De brim cru, abotoando ao meio por intermédio de seis botões de unha. Gola, canhões das mangas e platinas do mesmo tecido e cor do jaleco, tudo sem vivos nem guarnições, conforme a fig. 5.

Figura 5

BARRETE DE POLICIA

De pano azul ferrete, cilíndrico, conforme a fig. 6, com as seguintes diferenças:

- ARTILHARIA: vivo encarnado com francalete.
- CAÇADORES: sem lista e guarnecidos aos terços na altura por dois vivos de pano preto, sem francalete.
- INFANTARIA: igual aos Caçadores mas os vivos encarnados.

Figura 6

CALÇAS

De mescla azul claro, fig. 7 sendo:

- ARTILHARIA : com uma lista de pano encarnado com 2,2 cm de largura em cada
costura exterior.
- CAÇADORES : com um vivo preto em cada costura exterior.
- INFANTARIA : com um vivo encarnado em cada costura exterior.



Figura 7
 

Nota:
Os vivos, na Infantaria, pelo Plano de Uniformes de Setembro de 1892 eram carmesins, tendo passado a encarnado pela Ordem do Exército N.º 17 de 15 de Julho de 1893, ressalvando-se contudo um prazo de dois anos para a sua substituição pelos oficiais e as praças à medida em que "o pano esteja consumido e outros artigos de cor carmesim até esta data requisitados".

CALÇAS DE BRIM

Bastante folgadas em toda a perna, apertando na cintura por meio de um colchete de ferro, conforme a fig. 8.

Figura 8
 

CAPOTE

ARTILHARIA, CAÇADORES E INFANTARIA:
De mescla azul-escuro, tornada impermeável, fig. 9 a única diferença é que o de Caçadores tem os botões de unha pretos.

Figura 9
 

BOTAS

De couro de bezerro, o cano é apertado pelo lado de for a por intermédio de duas fivelas de ferro envernizadas de preto, tudo como se vê na fig. 10.
Figura 10
 


COBERTURAS DE CABEÇA


António Ennes no seu livro "A Guerra de África em 1895" esclarece-nos: "Os oficiais e soldados de Caçadores tinham ido de Lisboa com os kepis, providos de capas brancas e tapa-nucas, e desejou-se fornecer-lhes chapéus de feltro de abas largas, semelhantes aos que tanto se haviam recomendado à expedição de 1891; mas não houve meio de os obter de pronto.

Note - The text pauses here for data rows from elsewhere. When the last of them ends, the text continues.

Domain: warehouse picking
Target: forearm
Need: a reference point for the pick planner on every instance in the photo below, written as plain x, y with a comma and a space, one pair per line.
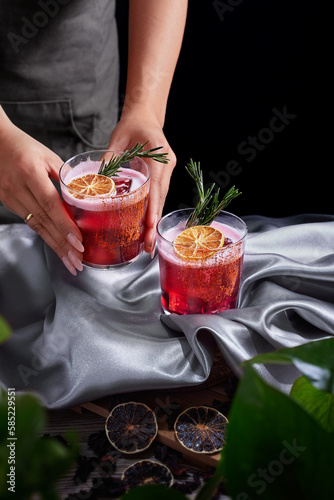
156, 30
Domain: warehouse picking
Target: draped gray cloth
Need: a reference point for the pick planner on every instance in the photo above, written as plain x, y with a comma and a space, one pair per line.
103, 332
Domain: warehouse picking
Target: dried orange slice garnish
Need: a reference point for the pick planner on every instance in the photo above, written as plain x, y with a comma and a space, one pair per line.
147, 472
198, 242
131, 427
201, 429
92, 185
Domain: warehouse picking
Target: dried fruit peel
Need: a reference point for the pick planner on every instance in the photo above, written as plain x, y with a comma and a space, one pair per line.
201, 429
131, 427
198, 242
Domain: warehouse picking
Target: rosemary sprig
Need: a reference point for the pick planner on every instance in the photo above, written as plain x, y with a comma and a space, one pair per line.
208, 205
112, 167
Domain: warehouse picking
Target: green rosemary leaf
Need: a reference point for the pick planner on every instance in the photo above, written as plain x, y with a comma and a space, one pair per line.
208, 205
111, 168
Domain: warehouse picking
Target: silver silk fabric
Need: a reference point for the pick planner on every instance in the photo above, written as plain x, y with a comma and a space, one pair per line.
79, 338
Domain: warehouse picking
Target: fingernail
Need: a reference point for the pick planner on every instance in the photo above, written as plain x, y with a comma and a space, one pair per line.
74, 259
75, 242
69, 266
154, 236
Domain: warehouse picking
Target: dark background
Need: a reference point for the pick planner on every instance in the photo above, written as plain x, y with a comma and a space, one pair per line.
240, 61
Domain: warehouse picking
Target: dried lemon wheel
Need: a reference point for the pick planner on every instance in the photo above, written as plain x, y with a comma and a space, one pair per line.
92, 185
131, 427
148, 472
198, 242
201, 429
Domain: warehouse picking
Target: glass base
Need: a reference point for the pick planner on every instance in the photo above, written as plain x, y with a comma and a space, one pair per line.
109, 267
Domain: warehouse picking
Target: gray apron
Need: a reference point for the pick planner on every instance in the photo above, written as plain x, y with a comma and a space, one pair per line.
59, 71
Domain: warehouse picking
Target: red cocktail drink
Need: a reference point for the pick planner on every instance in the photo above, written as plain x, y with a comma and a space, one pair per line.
113, 224
208, 285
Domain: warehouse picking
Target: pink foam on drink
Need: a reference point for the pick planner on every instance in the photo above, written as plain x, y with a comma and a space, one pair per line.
127, 184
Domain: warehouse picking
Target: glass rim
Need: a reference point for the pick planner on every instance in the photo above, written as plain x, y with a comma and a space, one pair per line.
190, 210
102, 196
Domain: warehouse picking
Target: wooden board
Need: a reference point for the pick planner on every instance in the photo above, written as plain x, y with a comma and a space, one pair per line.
202, 394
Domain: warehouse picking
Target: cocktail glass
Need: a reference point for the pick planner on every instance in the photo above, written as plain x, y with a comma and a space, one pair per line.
196, 286
112, 227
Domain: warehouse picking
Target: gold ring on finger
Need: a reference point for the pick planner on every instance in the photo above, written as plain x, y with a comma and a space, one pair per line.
27, 219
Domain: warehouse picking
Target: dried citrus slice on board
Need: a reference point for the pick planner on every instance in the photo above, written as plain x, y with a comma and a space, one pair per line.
198, 242
201, 429
148, 472
131, 427
92, 185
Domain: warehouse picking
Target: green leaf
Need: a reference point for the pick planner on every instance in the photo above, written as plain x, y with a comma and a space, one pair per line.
210, 486
39, 462
274, 448
153, 492
315, 360
317, 403
5, 330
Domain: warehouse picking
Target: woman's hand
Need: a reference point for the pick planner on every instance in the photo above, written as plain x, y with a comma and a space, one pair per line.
26, 167
138, 128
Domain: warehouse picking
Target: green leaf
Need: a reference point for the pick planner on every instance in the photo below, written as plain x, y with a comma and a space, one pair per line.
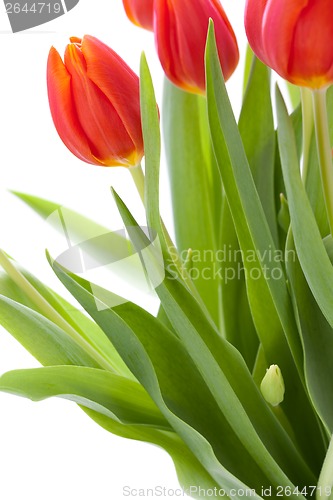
43, 339
191, 474
195, 186
310, 249
225, 373
317, 337
94, 240
256, 127
74, 317
325, 483
266, 283
109, 394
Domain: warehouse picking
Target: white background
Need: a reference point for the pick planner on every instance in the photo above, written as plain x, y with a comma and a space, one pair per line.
51, 450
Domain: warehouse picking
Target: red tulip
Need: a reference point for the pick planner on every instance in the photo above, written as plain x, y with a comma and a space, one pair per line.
180, 33
294, 38
140, 12
95, 104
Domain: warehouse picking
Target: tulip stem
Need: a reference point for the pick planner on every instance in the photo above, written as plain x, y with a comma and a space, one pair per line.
307, 122
324, 150
139, 180
49, 312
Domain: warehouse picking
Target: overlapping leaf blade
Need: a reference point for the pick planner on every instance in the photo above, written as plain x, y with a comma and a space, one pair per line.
266, 283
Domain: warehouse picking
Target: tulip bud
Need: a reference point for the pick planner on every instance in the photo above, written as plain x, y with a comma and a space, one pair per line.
180, 34
293, 38
140, 12
272, 386
95, 104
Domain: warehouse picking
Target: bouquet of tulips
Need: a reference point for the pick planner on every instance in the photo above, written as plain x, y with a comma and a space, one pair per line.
233, 374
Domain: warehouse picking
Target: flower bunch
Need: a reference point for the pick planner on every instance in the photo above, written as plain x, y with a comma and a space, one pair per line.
232, 376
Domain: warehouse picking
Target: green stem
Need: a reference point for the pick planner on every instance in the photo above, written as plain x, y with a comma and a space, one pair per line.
49, 312
324, 150
139, 181
307, 121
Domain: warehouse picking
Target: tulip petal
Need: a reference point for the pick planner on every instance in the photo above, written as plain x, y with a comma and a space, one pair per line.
118, 83
181, 40
254, 14
108, 138
62, 109
140, 12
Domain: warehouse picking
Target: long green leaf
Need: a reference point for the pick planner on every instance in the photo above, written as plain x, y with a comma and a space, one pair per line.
194, 187
114, 396
74, 317
316, 331
225, 373
43, 339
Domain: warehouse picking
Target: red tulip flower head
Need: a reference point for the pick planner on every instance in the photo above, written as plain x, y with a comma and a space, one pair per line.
95, 104
180, 34
295, 38
140, 12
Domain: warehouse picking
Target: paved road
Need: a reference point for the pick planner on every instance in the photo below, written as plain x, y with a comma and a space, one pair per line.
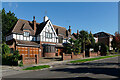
95, 70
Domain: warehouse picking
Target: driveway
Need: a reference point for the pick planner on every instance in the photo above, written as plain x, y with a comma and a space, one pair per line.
94, 70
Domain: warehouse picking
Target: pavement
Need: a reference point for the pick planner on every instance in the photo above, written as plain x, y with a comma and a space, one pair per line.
107, 69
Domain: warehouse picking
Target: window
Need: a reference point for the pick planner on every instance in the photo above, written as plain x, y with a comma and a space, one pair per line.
26, 34
48, 35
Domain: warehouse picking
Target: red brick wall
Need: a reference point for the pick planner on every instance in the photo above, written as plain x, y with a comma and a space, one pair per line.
77, 56
49, 54
30, 60
94, 54
66, 56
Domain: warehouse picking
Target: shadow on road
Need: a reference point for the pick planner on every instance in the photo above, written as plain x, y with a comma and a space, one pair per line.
90, 68
76, 78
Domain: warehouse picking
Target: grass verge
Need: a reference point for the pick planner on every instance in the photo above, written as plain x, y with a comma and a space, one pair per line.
92, 59
37, 67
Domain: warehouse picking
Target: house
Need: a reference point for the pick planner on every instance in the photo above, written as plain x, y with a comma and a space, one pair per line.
44, 39
104, 38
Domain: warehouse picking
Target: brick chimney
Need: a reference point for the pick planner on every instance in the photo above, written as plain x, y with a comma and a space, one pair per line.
69, 29
34, 24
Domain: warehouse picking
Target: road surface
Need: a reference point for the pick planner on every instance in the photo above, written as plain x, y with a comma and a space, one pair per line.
96, 70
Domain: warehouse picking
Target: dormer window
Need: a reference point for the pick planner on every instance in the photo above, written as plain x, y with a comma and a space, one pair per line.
48, 35
26, 34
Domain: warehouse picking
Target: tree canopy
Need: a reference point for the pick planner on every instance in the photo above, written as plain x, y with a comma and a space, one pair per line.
8, 21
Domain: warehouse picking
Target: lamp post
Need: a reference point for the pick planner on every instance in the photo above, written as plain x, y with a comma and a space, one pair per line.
99, 48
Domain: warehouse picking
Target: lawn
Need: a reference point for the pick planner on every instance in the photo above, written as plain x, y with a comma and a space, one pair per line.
37, 67
92, 59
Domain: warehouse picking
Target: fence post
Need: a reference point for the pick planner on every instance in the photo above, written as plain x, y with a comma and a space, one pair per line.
89, 53
83, 54
63, 56
23, 59
72, 55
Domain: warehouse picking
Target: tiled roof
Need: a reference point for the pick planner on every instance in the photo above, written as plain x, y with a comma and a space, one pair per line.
28, 25
31, 43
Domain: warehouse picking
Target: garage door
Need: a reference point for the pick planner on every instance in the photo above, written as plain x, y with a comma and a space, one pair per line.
28, 51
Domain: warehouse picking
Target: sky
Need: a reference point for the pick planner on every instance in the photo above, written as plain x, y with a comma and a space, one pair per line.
88, 16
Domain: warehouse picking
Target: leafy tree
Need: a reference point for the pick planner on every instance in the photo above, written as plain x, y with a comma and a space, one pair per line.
5, 49
73, 46
84, 38
8, 21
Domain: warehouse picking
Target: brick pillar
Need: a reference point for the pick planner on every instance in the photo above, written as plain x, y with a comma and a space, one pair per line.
23, 59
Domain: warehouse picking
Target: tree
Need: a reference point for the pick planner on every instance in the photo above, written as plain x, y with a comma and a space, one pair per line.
5, 49
8, 21
73, 46
84, 38
92, 40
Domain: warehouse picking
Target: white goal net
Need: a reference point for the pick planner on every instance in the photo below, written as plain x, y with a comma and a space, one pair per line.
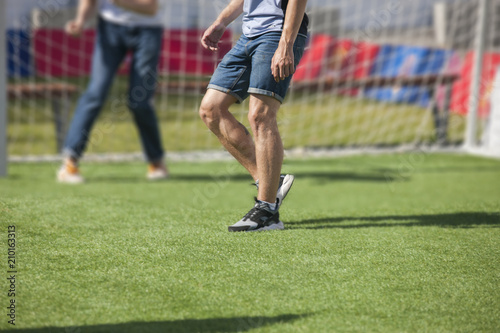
376, 73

Todos os chapéus, desse tipo, que havia na cidade, só chegaram para a artilharia, que os usava com as fitas brancas, azuis e encarnadas, que denotavam terem eles sido destinados para boers e não para portugueses."

Nota:
O pequeno texto acima publicado explica em parte o motivo da distribuição dos chapéus, mas o facto é que tanto os Caçadores como a Infantaria utilizavam barretina com capa e cobre-nuca ou como em alternativa o barrete de policia.

A Artilharia e a Cavalaria (praças e sargentos) não possuíam barretina, mas somente, barrete de policia e capacete, neste sentido ao desembarcarem em África não podiam "entrar campanha", porque não tinham a cabeça e a nuca devidamente protegida do sol, dai a distribuição dos chapéus ter sido feita prioritariamente à Artilharia e Cavalaria.

CHAPÉUS

Confeccionados em feltro, passando por todos os tons de castanho e dos modelos mais diversos, com abas largas e redondas, tendo um ventilador de cada lado da copa. A fita, o debrum e o francalete em carneira. Eram utilizados conforme o gosto do seu possuidor, isto é com as abas direitas, abatidas, levantadas de uma lado ou do outro, na frente, etc., conforme as fig. 11, 12 e 13. Por vezes colocavam o Laço Nacional azul e branco e os emblemas da respectiva Arma.

 
Figura 11

Figura 12
Figura 13
Parece que as tropas que embarcaram em 1895 já levavam "um chapéu de aba larga de cor cinzenta" (Jorge Freitas in: Jornal do Exército n.º 423 de Março de 1995) e que possivelmente seria parecido com o modelo da fig. 14.